Interior Secretary Sally Jewell Tuesday will visit the sagebrush burned in last year’s massive Soda Fire in southwest Idaho and eastern Oregon. The Bureau of Land Management is working to recover the area, but a group of private scientists are concerned about the way the recovery is being handled. Specifically, that the agency is hurrying through the recovery without following its own concepts for adaptive management. The BLM though, says the project is being handled correctly.

The Soda fire burned 280,000 acres of federal, state and private land. The BLM has spent $14 million dollars on the rehab effort so far and says things are off to a good start.
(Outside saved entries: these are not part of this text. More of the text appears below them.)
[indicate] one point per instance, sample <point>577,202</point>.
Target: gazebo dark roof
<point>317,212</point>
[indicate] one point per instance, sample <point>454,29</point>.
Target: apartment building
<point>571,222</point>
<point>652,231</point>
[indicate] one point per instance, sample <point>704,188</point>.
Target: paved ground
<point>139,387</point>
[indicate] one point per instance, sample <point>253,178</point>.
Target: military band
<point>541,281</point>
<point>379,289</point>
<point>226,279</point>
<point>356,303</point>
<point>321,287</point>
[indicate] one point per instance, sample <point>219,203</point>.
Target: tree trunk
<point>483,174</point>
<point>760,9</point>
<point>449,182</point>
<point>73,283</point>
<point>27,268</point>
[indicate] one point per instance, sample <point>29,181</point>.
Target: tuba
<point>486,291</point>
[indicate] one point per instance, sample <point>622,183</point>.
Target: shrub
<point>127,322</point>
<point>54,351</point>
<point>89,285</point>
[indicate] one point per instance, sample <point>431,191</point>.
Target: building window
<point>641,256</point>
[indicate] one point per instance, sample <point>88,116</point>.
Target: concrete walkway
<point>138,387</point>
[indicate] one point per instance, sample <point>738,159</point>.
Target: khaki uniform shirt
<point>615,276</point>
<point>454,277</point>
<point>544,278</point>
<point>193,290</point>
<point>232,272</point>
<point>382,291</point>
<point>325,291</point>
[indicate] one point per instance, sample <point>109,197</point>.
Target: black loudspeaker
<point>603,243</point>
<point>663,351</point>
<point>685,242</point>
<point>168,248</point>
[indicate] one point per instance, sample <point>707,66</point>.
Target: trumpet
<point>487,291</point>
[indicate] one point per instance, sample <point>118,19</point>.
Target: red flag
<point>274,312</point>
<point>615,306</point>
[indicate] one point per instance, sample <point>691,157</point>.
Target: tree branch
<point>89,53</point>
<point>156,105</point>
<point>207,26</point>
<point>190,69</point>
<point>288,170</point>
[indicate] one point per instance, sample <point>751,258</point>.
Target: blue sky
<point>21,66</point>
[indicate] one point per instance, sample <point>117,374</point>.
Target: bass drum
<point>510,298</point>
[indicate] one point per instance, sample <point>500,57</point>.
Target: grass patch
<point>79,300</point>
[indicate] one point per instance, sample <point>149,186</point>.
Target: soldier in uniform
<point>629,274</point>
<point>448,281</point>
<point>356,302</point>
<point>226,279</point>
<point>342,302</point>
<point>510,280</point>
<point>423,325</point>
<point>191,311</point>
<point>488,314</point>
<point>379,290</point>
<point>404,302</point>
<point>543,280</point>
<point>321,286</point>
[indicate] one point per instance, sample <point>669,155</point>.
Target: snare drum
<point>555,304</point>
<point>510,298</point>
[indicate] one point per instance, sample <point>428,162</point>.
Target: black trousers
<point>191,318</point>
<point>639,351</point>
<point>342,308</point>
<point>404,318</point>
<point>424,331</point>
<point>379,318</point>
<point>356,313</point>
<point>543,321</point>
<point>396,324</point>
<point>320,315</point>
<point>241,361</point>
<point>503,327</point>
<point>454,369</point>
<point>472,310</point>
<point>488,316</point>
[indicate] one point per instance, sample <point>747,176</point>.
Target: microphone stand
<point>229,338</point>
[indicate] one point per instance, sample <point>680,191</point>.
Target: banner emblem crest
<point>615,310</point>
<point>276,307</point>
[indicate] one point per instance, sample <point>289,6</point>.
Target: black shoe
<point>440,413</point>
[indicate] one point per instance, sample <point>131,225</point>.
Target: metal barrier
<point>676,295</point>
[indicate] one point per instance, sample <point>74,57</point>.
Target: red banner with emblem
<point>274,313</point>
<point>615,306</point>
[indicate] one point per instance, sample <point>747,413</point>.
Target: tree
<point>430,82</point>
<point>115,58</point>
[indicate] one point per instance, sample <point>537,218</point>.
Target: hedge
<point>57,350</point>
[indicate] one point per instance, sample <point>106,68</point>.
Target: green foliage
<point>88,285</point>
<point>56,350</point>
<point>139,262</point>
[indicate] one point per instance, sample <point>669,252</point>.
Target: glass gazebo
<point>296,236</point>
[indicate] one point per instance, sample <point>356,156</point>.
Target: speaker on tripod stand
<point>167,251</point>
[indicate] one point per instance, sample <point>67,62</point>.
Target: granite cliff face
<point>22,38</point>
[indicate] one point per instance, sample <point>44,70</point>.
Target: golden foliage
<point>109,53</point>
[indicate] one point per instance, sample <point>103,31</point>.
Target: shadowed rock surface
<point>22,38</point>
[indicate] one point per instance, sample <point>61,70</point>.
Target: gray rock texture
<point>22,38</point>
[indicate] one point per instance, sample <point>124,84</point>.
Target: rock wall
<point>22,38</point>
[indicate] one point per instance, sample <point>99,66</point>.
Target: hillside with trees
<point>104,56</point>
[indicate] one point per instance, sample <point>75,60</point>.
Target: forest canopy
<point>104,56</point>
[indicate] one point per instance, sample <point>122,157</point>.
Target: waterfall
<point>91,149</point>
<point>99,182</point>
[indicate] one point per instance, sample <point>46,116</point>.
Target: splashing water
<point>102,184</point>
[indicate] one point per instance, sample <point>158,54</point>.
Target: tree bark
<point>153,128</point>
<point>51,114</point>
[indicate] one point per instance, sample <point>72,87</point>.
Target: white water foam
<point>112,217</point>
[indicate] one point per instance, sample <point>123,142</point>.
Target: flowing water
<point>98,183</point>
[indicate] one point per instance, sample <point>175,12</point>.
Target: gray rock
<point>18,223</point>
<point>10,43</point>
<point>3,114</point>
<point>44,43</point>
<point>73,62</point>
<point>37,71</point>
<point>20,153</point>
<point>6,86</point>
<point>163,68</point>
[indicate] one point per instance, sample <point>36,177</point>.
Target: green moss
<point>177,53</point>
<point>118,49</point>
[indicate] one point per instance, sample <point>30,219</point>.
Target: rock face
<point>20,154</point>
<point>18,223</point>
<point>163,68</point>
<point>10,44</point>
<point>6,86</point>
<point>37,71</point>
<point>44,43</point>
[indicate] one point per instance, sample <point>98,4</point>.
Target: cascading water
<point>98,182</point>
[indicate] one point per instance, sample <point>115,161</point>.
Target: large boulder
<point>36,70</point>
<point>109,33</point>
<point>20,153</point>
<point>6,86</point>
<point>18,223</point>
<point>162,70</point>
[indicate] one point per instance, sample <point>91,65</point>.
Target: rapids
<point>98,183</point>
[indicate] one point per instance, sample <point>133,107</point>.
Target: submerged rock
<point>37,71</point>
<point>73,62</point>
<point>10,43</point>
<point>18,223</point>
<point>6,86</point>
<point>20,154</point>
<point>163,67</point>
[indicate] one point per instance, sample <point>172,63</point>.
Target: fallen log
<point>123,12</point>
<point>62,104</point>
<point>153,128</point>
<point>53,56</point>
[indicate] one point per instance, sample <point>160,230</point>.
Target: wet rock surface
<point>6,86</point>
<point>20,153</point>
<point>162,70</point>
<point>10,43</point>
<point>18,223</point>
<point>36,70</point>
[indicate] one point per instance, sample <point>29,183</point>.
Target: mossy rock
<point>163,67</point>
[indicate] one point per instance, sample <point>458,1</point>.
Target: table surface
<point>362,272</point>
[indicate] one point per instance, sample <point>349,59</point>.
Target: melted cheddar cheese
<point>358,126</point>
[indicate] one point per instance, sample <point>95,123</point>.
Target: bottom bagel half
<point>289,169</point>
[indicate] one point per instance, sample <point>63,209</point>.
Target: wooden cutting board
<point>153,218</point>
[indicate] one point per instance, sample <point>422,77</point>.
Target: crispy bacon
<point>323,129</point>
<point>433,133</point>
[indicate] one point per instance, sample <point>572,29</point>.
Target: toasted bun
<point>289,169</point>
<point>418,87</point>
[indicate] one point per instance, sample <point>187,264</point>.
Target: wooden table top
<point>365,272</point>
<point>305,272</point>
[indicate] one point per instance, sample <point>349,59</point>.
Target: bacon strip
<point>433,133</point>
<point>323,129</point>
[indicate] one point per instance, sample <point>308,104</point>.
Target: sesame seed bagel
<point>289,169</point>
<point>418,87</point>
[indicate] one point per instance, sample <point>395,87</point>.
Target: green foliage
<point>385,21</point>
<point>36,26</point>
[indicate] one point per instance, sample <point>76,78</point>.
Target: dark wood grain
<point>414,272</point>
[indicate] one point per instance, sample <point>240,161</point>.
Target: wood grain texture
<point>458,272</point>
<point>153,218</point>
But four outside scientists have been watching and are skeptical. Dr. Roger Rosentreter, a former BLM ecologist, and Dr. Eric Yensen, a biology professor who’s taught at Boise State and the College of Idaho, signed a letter with two other biologists, asking the BLM to reconsider some of its practices. This report details what they found on a trip to the Soda Fire landscape, including several pictures they use to detail their concerns.

One issue the critics have is the BLM’s use of drill seeding. This is a method that employs heavy equipment that can break open the soil and deposit seeds. Rosentreter says the success rate of drill seeding is 25 percent or lower.

Lara Douglas is the Boise District Manager with the BLM. She defends drilling as a less intrusive method than, say, plowing. The BLM has seeded about 17,000 acres with this method, or six percent of the burned area. Douglas says it’s too early to say if it’s working yet.

Despite what the scientists say, Douglas says the BLM is planning for decades of recovery. She says the Emergency Stabilization and Rehabilitation Effort going on now is what happens in the very initial stages after a fire.

The professor of biology, Dr. Eric Yensen, takes issue with the BLM’s plans to plant grass-heavy seeding mixes. He says they won’t be very successful in replacing the diversity of plants, insects and animals that were lost in the fire. These and other concerns were outlined in their letter to the BLM below.

Douglas acknowledges that the area won’t be exactly the same as it was. She says 200,000 acres of aerial seeding applied grasses, forbes and sagebrush to the Soda Fire. The BLM has used 14 different seed mixes during the emergency recovery. The BLM's initial recovery plan is below.

Here are the supporting documents to the BLM plan.

Douglas says the four scientists haven’t been involved in the entire process and there will always be differences of opinion. But she says the BLM is hoping to use some of the scientists’ input during the recovery.

This is the response the scientists received from their letter to the BLM.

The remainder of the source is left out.